Der türkische Ministerpräsident Recep Tayyip Erdogan präsentiert die seit längerem laufenden Gespräche und Treffen von Staatsvertretern mit Öcalan nun als eine ganz normale Angelegenheit. Dies sei nötig, um den Kurden-Konflikt beizulegen. "Es wurde gestern gemacht, heute, es wird morgen gemacht werden. Genau dafür gibt es den Staat", sagte der islamisch-konservative Politiker.
Erste Ergebnisse
Der Dialog hat auch schon Ergebnisse gebracht.
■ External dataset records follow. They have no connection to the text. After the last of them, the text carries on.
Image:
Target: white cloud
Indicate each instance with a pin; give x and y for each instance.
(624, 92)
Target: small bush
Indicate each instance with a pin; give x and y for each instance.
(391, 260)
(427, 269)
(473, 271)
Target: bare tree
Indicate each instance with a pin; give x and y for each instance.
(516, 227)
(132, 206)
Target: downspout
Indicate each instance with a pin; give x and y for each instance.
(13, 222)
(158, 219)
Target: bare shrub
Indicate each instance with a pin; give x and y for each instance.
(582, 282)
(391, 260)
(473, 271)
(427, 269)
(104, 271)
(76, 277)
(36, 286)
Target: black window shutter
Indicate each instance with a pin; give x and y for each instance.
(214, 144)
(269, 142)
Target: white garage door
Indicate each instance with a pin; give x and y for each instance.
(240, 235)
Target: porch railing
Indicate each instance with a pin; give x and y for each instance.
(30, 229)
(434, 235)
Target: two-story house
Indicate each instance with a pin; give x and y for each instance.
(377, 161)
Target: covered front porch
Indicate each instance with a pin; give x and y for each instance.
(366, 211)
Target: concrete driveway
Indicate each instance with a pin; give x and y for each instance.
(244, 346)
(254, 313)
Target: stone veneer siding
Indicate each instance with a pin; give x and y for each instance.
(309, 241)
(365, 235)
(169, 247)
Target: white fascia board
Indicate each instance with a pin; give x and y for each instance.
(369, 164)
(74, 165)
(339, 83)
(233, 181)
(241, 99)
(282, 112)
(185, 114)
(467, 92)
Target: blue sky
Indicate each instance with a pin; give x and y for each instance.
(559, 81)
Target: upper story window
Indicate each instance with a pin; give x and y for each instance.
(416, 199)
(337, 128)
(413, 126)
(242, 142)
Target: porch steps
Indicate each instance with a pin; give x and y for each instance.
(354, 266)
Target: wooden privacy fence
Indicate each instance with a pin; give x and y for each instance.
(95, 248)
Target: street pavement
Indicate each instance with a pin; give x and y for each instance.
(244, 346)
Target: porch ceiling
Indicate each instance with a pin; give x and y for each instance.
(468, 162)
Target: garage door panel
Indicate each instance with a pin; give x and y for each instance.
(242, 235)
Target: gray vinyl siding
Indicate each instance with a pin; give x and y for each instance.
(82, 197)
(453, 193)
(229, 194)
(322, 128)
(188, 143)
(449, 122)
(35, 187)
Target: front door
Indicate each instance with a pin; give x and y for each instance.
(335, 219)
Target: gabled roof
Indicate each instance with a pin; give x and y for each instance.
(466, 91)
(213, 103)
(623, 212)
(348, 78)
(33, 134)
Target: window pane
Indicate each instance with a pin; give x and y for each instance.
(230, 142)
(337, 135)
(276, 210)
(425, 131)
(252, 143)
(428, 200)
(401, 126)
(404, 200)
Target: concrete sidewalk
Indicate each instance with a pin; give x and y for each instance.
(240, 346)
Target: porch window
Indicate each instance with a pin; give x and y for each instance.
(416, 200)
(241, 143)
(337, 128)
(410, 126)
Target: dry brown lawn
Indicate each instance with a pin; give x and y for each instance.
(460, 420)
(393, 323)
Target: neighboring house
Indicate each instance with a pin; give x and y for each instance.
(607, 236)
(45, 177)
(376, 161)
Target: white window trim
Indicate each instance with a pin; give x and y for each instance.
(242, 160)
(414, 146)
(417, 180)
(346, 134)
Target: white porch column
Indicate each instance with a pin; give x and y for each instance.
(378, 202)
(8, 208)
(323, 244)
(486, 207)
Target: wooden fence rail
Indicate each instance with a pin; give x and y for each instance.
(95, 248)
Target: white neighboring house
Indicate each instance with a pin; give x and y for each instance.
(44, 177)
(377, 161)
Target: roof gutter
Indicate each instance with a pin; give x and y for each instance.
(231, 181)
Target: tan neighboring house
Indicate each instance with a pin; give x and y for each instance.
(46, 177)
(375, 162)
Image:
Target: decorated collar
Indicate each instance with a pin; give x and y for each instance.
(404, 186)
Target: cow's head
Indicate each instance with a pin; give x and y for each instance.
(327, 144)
So habe Öcalan in einem Brief aus seinem Gefängnis die Verlängerung der einseitig erklärten Waffenruhe der PKK bis zur türkischen Parlamentswahl im kommenden Sommer angeordnet, berichten türkische Zeitungen. Über einen PKK-Mann in Europa wurde der Brief zum PKK-Hauptquartier in die nordirakischen Kandil-Berge geschickt. Öcalan forderte darin auch einen Rückzug von Kämpfern aus der Türkei in den Nordirak.
Die kurdische Politikerin Aysel Tugluk hat Öcalan am Montag auf der Gefängnisinsel Imrali besucht. Auch ein ranghoher Staatsvertreter soll dazu eingeflogen sein. Die PKK-nahe Agentur Firat zitierte Öcalan danach mit der Aussage, dass sich Diskussionen nun Richtung Verhandlungen entwickelten. "Die Staatsbediensteten, die ich hier treffe, sind aufrichtig und ernst zu nehmen", wird er zitiert.
Hoffnung auf friedliche Lösung
So wächst die schon so oft enttäuschte Hoffnung auf eine friedliche Lösung des Kurdenkonflikts. Dazu passt auch die Reaktion der türkischen Regierung auf den Selbstmordanschlag, den ein PKK-Mitglied am Sonntag auf einen Polizeiposten im Zentrum von Istanbul verübt hat. Der türkische Innenminister Besir Atalay und Regierungschef Erdogan warnten vor einer schnellen Beschuldigung. Erst müssten die Hintergründe und Verbindungen des 24-jährigen Attentäters genau untersucht werden.
Vier Tage nach der Tat bekannten sich die "Freiheitsfalken Kurdistans" (TAK), eine Splittergruppe der PKK, zu der Tat. Diese Untergruppe erklärte zugleich, die von der PKK erklärte Verlängerung einer Waffenruhe nicht anzuerkennen. Es werde weitere Anschläge auf türkische Ziele geben. Nun wird sich zeigen, was die Anweisung Öcalans zur Waffenruhe gilt. Unklar ist allerdings auch, ob Erdogan die Forderung der Kurden nach mehr Rechten erfüllen wird.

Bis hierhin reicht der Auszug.